A bouquet of flowers was delivered to Pennsylvania Gov. Tom Corbett's office in downtown Pittsburgh today -- but this gift wasn't accepted with open arms.
Although Mr. Corbett was not in town, only one member of the organization Working America was allowed entrance into the governor's office. In her hands, Julie Parker, 42, of Bloomfield, carried about 70 handmade colorful flowers containing written notes from members of the community.
"The governor should not only be hearing from special interest groups and lobbyists," Ms. Parker said. "He should hear the messages of the people, which is what we came here to do."
Ms. Parker was one of about a dozen gathered outside Corbett's office at 12:30 p.m. today collecting messages from passersby detailing the struggles of Pennsylvania residents to afford education and healthcare.

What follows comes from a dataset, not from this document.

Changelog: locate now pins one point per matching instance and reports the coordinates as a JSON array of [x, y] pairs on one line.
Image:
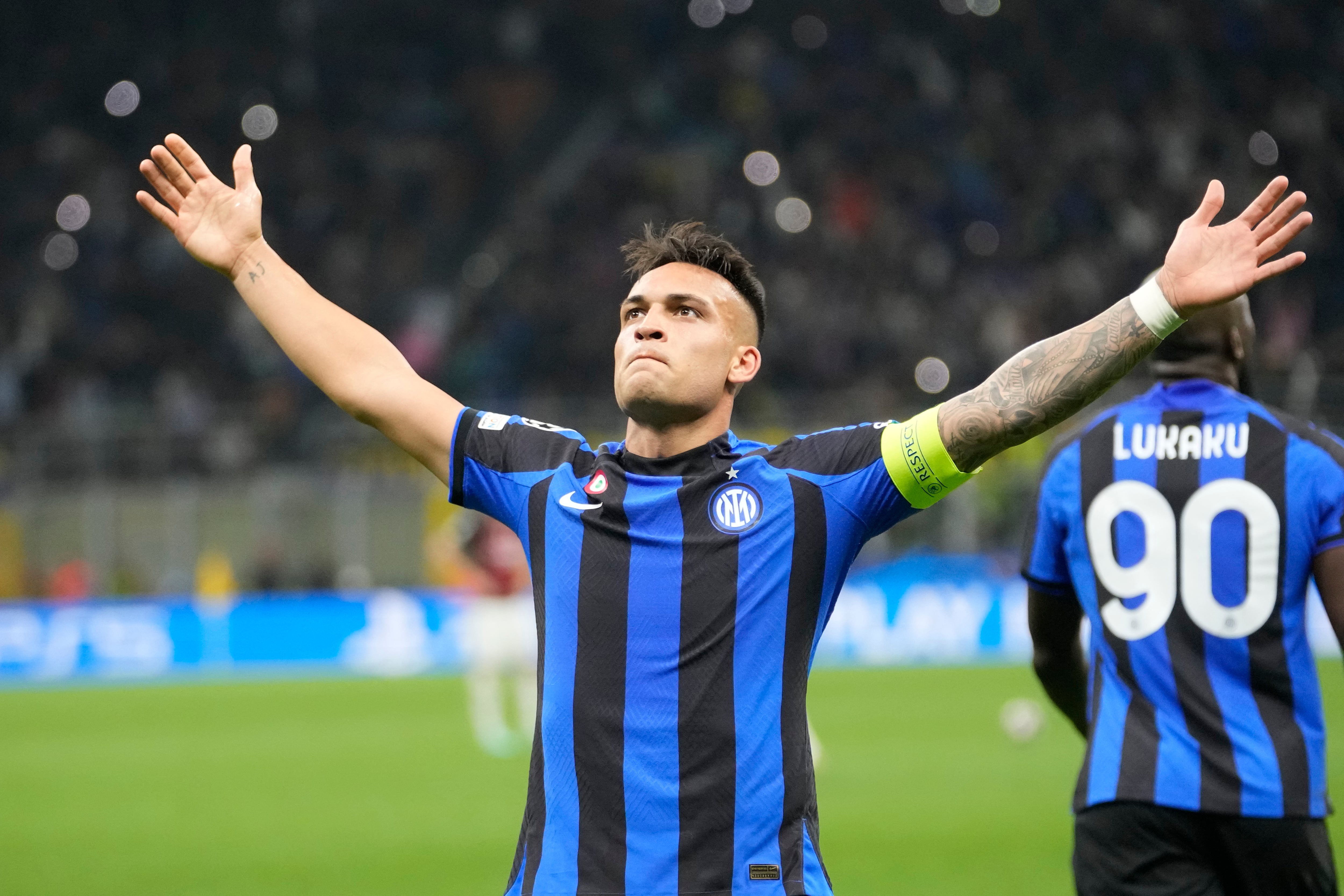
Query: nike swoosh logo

Three people also spoke through a megaphone about their demands that Mr. Corbett put forth a state budget that supports education, social services, healthcare and corporate accountability.
Catherine Balsamo, a coordinator for Working America, said the group's goal is to make sure that "instead of balancing the budget on the backs of state workers," the state legislature requires corporations to pay a fair share of taxes to add revenue to education and social services.
"We want to put our vision for a better budget out there to the community, and by the way the community responded, I think we succeeded," Ms. Balsamo said.